Carolina apresentou páginas em que denunciava um Brasil faminto, não apenas de alimento, mas de possibilidades de uma vida digna. Em seu diário, registrou a dura realidade das favelas e denunciou a estrutura que condenava (e ainda condena) corpos negros à marginalização. Sua obra é uma denúncia e uma busca por um modelo de humanidade onde o lucro e a exploração não são o centro da vida. Assim como o conceito de Bem Viver, que, apesar de ter sido sistematizado posteriormente, propõe um projeto de sociedade baseado na existência coletiva em equilíbrio com a natureza, onde a vida digna não seja privilégio de poucos.
“Quem governa o nosso país é quem tem dinheiro, quem não sabe o que é a dor e a aflição do pobre.” (Quarto de Despejo – Diário de uma Favelada, 1960)
Já Abdias Nascimento foi um intelectual, ativista e artista multifacetado que dedicou sua vida à luta contra o racismo e à valorização da cultura afro-brasileira. Em 1944, fundou o Teatro Experimental do Negro (TEN), uma iniciativa revolucionária que buscava romper as barreiras raciais no teatro brasileiro, promovendo a inclusão de atores negros e a valorização da cultura africana.

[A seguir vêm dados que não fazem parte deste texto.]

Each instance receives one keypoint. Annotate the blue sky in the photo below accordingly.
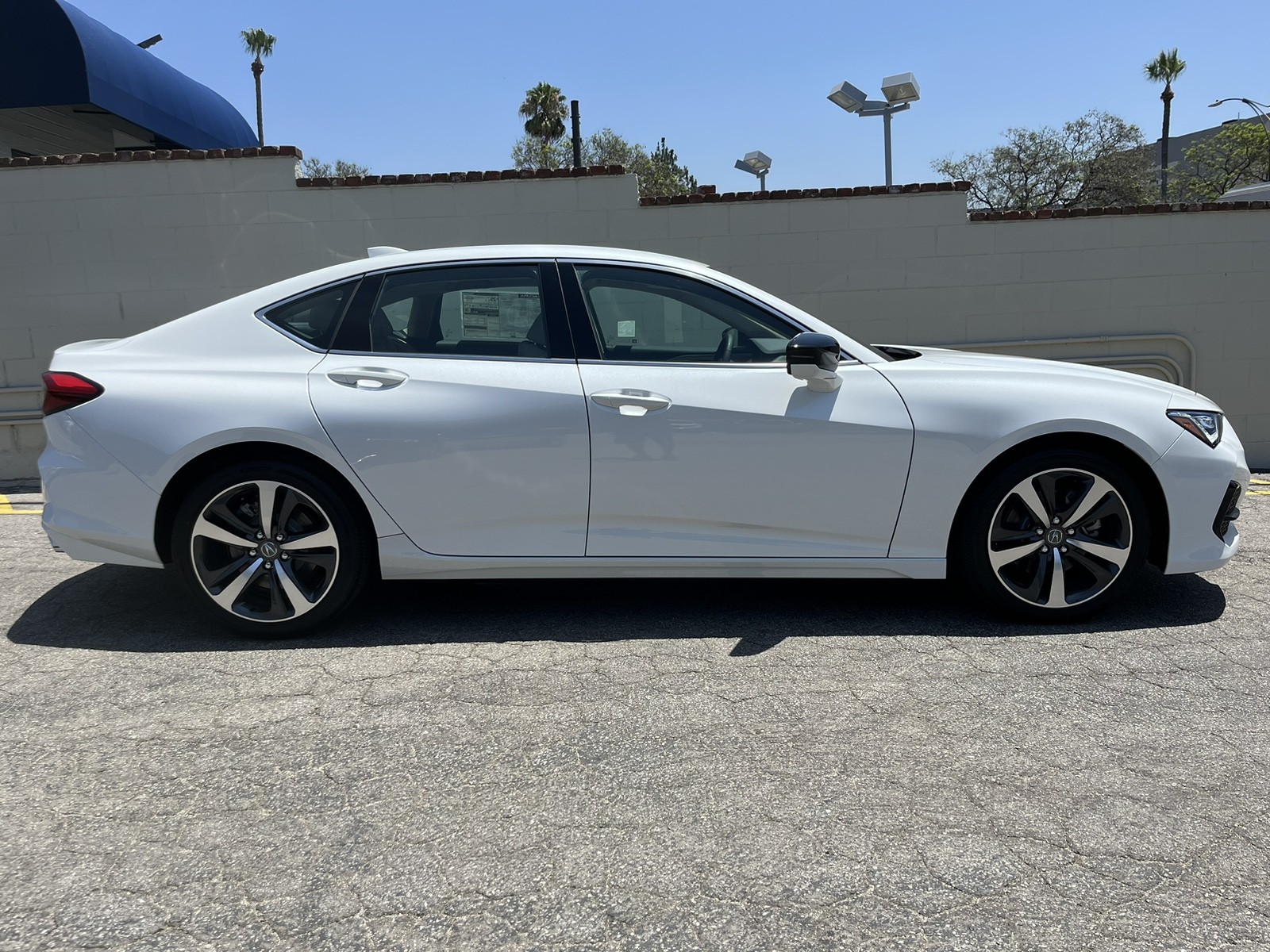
(431, 86)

Além de seu papel na cultura, Abdias também teve uma trajetória marcante na política. Como deputado federal pelo PDT/RJ, ele foi um dos primeiros parlamentares a propor medidas concretas de ação afirmativa no Brasil. Em 1983, apresentou o Projeto de Lei 1.332, que visava implementar ações compensatórias para garantir a igualdade de oportunidades para a população negra. Entre suas propostas estavam a reserva de 20% das vagas em órgãos da administração pública direta e indireta para homens negros e 20% para mulheres negras, além da destinação de 40% das vagas nos vestibulares de instituições de ensino superior públicas e privadas para estudantes negros.

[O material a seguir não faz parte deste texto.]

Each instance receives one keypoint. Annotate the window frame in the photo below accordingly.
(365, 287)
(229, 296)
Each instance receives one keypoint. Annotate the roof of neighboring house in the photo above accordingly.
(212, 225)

Abdias justificava suas propostas afirmando que o Brasil tinha uma dívida histórica com a população negra, que foi forçada a construir este país sob condições de escravidão. Em um de seus discursos mais emblemáticos, declarou:
“Os africanos não vieram para o Brasil livremente, como resultado de sua própria decisão ou opção. Vieram acorrentados, sob toda sorte de violências físicas e morais; eles e seus descendentes trabalharam mais de quatro séculos construindo este país. Não tiveram, no entanto, a mínima compensação por esse gigantesco trabalho realizado.”
Sua convicção de que a reparação histórica era essencial para reduzir as desigualdades no Brasil influenciou diretamente o avanço das políticas de cotas raciais e outras medidas.

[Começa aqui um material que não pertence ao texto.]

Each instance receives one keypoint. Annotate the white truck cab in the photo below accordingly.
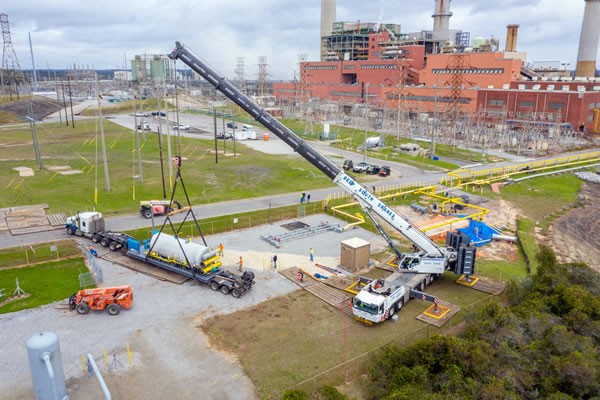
(377, 302)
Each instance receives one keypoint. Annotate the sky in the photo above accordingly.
(106, 34)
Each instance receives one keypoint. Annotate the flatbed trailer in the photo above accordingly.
(217, 279)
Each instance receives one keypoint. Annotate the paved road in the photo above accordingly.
(201, 127)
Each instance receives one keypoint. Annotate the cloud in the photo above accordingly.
(104, 33)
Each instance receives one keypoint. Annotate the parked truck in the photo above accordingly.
(164, 251)
(417, 269)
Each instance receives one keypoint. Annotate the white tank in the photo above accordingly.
(169, 247)
(45, 362)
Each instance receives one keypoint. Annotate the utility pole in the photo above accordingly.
(137, 140)
(33, 64)
(101, 123)
(71, 99)
(215, 123)
(168, 134)
(62, 83)
(36, 144)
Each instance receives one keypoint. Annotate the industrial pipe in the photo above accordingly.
(92, 363)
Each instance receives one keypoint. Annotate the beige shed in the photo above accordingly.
(355, 254)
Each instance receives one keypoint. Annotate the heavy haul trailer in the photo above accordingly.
(431, 259)
(164, 251)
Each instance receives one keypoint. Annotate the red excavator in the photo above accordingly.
(111, 298)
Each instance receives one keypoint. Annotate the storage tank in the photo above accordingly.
(174, 248)
(45, 363)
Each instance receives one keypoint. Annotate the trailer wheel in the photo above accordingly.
(82, 308)
(237, 283)
(72, 301)
(113, 309)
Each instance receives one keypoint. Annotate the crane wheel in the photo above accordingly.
(82, 308)
(113, 309)
(399, 304)
(237, 283)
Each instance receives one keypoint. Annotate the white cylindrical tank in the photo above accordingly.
(45, 363)
(169, 247)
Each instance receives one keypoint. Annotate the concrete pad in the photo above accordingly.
(24, 171)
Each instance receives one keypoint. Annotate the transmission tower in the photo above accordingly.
(457, 68)
(240, 75)
(11, 70)
(262, 75)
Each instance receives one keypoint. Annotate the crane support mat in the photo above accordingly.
(328, 294)
(439, 321)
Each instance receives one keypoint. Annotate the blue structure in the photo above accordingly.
(479, 232)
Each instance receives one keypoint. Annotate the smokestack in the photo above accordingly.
(512, 31)
(441, 16)
(588, 41)
(327, 20)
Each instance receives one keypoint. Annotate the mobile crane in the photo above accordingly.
(430, 259)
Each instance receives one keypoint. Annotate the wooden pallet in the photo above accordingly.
(439, 322)
(487, 285)
(57, 219)
(328, 294)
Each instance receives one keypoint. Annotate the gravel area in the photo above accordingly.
(171, 356)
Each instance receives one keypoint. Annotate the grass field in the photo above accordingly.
(286, 340)
(250, 174)
(540, 197)
(45, 283)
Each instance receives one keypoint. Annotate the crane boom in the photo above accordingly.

A convergência de suas trajetórias e a força de suas obras nos lembram que a luta por Reparação e pelo Bem Viver é contínua. Suas histórias não pertencem apenas ao passado, mas seguem vivas em cada uma de nós, nas marchas que construímos, nas palavras que ecoamos e nas políticas que reivindicamos. Neste ano, ao marcharmos novamente em Brasília, carregamos não apenas nossas próprias vozes, mas também os sonhos e a resistência daqueles que vieram antes de nós.
Nós, mulheres negras, acreditamos que é necessário construir um novo pacto civilizatório baseado no respeito à ancestralidade, na partilha de recursos e na erradicação da pobreza e das violências. A luta das mulheres negras, portanto, não é apenas por sobrevivência, mas por uma outra forma de existir e construir comunidade, onde todas as vidas importem e sejam valorizadas.
A Marcha é a continuidade da luta de Carolina, que sonhava com um Brasil onde crianças não passassem fome, e de Abdias, que exigia a reparação por séculos de exploração.
Pensar nesses dois gigantes juntos é perceber que a luta negra não é linear, mas se entrelaça em diferentes tempos e espaços, construindo um presente de resistência e um futuro possível. A memória nos orienta, a reparação nos fortalece, e a construção de um outro mundo é possível!
Rumo a Marcha de 1 Milhão de Mulheres Negras, seguimos!